Individuals from Isotopes
The history of zooarchaeology is replete with attempts to quantify the number of individual animals in the archaeological record, each fraught with statistical and methodological hurdles. This project tests whether stable isotopes can identify individual animals using the same skeletal elements from 20 different Cooper’s Hawks recently collected from the Albuquerque area.
Body Size from Unconventional Specimens
Zooarchaeologists frequently estimate body size from skeletal remains to answer a host of anthropological questions. However, normal body size estimation techniques rely on complete and whole skeletal remains. This work uses 3D geometric morphometrics to reconstruct the body size of animals from fragmented material.
Resource Risk and Stability in the Zooarchaeological Record
Energy maximization foraging logic dominates much of the zooarchaeological literature. The body of theory concerning risk sensitive foraging is less developed. This project set a theoretical and methodological framework for identifying risky wild food resources in the past.
A 13C Suess Correction for Past Ecosystems
The burning of fossil fuels and the production of cement has drastically altered the kinds of carbon in the atmosphere through time, which is a problem if researchers want to compare stable carbon isotopes (δ13C) of past animal tissue to more recent ones. Scholars have handled this issue in multiple ways, but a standard correction has not been proposed. This project proposed a standard correction.

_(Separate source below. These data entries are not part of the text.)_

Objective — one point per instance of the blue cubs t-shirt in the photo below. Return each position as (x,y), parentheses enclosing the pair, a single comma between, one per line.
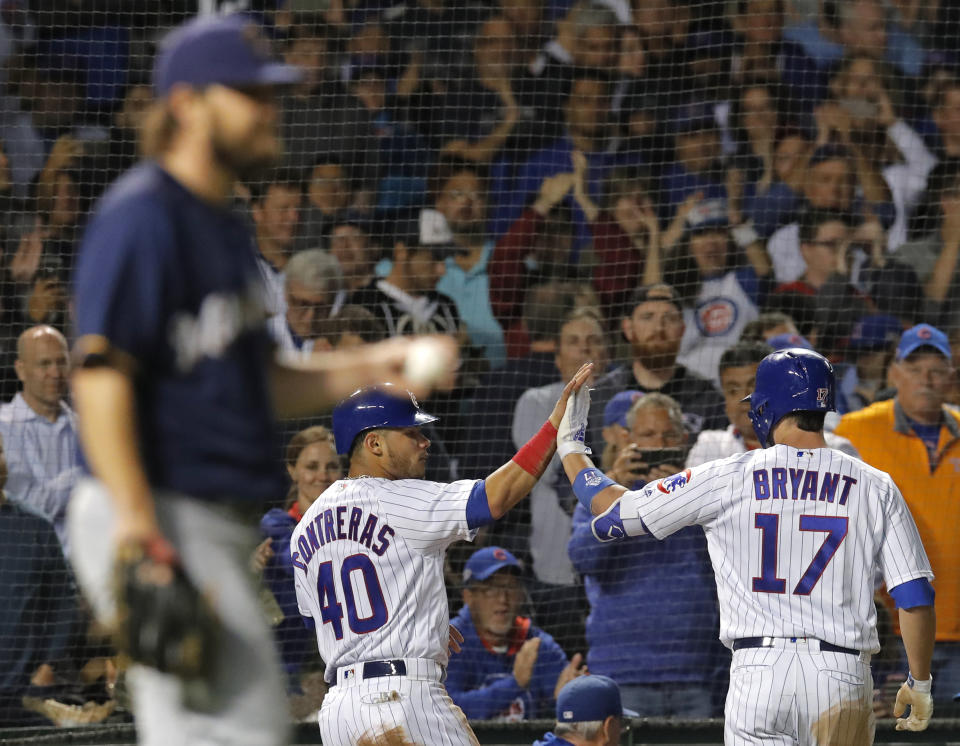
(172,281)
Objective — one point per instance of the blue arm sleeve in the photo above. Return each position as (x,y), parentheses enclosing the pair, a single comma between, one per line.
(589,556)
(119,281)
(588,483)
(913,593)
(478,506)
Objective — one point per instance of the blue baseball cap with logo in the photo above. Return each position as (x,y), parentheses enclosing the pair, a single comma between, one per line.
(615,413)
(923,335)
(225,50)
(486,562)
(590,698)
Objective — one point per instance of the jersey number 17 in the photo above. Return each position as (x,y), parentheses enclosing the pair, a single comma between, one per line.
(769,525)
(331,610)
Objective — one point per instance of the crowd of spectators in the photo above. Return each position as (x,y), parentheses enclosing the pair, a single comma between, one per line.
(668,188)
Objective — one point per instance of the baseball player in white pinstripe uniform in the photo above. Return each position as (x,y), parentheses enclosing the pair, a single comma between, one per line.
(369,557)
(795,532)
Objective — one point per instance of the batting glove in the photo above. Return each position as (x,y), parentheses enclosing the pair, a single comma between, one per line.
(573,426)
(917,695)
(607,526)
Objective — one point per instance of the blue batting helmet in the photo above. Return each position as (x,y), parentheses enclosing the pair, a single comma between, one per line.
(373,407)
(791,380)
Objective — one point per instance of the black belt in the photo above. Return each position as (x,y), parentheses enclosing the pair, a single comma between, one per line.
(373,669)
(767,642)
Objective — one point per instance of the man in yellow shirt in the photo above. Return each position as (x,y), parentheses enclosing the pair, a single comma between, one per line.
(915,437)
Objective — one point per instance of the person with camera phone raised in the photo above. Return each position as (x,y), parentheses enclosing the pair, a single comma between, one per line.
(662,672)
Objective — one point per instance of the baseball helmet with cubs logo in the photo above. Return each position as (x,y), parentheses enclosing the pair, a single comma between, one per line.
(790,380)
(375,407)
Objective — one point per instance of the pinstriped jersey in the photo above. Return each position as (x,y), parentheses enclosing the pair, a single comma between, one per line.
(795,537)
(368,562)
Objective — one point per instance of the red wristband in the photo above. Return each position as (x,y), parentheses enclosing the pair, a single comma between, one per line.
(537,452)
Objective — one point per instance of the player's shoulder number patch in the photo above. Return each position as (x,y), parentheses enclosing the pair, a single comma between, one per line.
(674,482)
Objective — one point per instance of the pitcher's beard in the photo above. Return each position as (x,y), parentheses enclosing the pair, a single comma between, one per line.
(245,164)
(656,358)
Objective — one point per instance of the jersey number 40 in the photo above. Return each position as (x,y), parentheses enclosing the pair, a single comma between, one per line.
(331,610)
(769,525)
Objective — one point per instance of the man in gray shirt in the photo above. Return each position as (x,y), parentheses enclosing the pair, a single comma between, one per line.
(39,429)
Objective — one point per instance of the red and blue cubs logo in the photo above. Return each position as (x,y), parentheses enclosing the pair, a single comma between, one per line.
(716,316)
(674,482)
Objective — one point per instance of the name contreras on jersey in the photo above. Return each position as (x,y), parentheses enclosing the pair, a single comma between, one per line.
(801,484)
(334,524)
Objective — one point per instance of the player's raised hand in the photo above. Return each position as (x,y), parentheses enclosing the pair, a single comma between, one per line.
(576,667)
(455,640)
(574,385)
(921,708)
(525,661)
(574,408)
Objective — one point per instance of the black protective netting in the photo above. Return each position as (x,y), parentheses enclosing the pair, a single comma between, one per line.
(785,167)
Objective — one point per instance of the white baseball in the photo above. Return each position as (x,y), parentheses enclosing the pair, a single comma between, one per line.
(426,362)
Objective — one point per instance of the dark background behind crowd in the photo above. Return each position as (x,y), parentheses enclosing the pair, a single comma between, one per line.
(670,188)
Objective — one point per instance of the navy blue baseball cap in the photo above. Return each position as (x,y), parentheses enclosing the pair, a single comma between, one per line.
(590,698)
(923,335)
(225,50)
(487,561)
(615,413)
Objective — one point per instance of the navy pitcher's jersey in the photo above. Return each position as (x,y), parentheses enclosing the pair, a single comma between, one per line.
(172,282)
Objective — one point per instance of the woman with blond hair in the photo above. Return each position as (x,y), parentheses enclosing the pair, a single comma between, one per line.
(313,465)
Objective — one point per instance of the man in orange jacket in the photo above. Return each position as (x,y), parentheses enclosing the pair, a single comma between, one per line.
(915,437)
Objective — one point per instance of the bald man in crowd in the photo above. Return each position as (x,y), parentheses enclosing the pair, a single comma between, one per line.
(39,429)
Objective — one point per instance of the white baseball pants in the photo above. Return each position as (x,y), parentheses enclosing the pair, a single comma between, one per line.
(794,694)
(418,703)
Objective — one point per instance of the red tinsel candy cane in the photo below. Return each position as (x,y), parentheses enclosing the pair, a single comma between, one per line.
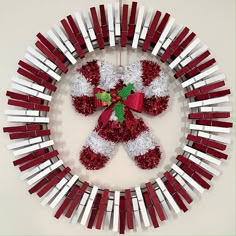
(147,78)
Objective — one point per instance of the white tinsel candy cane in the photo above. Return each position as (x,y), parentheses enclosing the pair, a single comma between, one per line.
(147,78)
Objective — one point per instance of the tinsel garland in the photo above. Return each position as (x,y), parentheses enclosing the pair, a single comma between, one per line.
(146,77)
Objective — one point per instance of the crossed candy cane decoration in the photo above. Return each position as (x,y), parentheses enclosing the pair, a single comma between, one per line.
(142,87)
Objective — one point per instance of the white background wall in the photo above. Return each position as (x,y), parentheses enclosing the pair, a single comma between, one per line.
(21,214)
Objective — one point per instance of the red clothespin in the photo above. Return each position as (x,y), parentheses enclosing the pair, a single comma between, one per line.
(150,209)
(124,26)
(160,28)
(43,182)
(213,95)
(151,31)
(178,187)
(30,157)
(194,167)
(50,46)
(77,199)
(122,215)
(95,210)
(22,97)
(72,38)
(207,142)
(195,176)
(97,28)
(210,151)
(129,209)
(176,42)
(102,208)
(176,197)
(39,160)
(53,182)
(132,20)
(33,70)
(67,201)
(155,201)
(191,64)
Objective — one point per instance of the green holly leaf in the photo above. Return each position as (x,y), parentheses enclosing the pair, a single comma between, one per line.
(105,97)
(119,111)
(126,91)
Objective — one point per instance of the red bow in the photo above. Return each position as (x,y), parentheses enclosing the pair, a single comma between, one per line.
(134,101)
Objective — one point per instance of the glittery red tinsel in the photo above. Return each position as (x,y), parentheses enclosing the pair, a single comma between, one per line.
(154,106)
(119,132)
(91,72)
(84,104)
(92,160)
(149,160)
(150,70)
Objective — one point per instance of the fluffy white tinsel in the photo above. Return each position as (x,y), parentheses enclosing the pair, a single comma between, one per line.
(109,76)
(100,145)
(80,86)
(141,145)
(133,75)
(159,87)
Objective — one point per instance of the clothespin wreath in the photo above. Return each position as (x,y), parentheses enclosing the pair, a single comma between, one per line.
(143,87)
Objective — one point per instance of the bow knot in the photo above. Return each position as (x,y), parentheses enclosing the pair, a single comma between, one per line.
(120,102)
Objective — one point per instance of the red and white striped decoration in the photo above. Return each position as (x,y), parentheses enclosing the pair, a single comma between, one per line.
(67,42)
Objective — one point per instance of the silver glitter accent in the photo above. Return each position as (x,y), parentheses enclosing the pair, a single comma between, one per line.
(100,145)
(80,86)
(158,87)
(141,145)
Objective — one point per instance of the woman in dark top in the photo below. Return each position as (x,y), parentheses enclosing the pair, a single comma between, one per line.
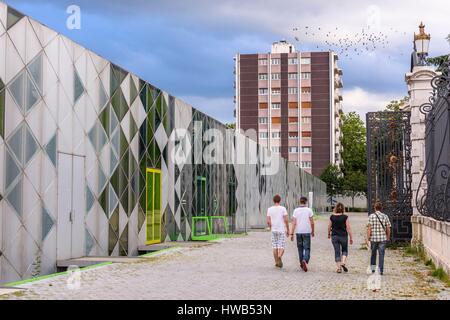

Applied Zooarchaeology of the Ponsipa Fauna
Ponsipa is a late pre-Hispanic (ca. AD 1300–1600) site located in the Northern Rio Grande region of New Mexico. The site included remains of the Rio Grande Blue Sucker (Cycleptus sp. cf. elongatus), which is a currently undescribed species of sucker fish that is highly imperiled. Archaeological data show that this fish’s range was much larger in the past and set baseline ecological conditions for its conservation and management
Student Perception of Feral Cat Management on a University Campus
The management of feral cats with Trap Neuter Return (TNR) programs is a highly contentious issue. This project used a political ecology framework to identify stakeholder values on a university campus to help promote more efficient management of feral cats and their impacts on wild animal populations.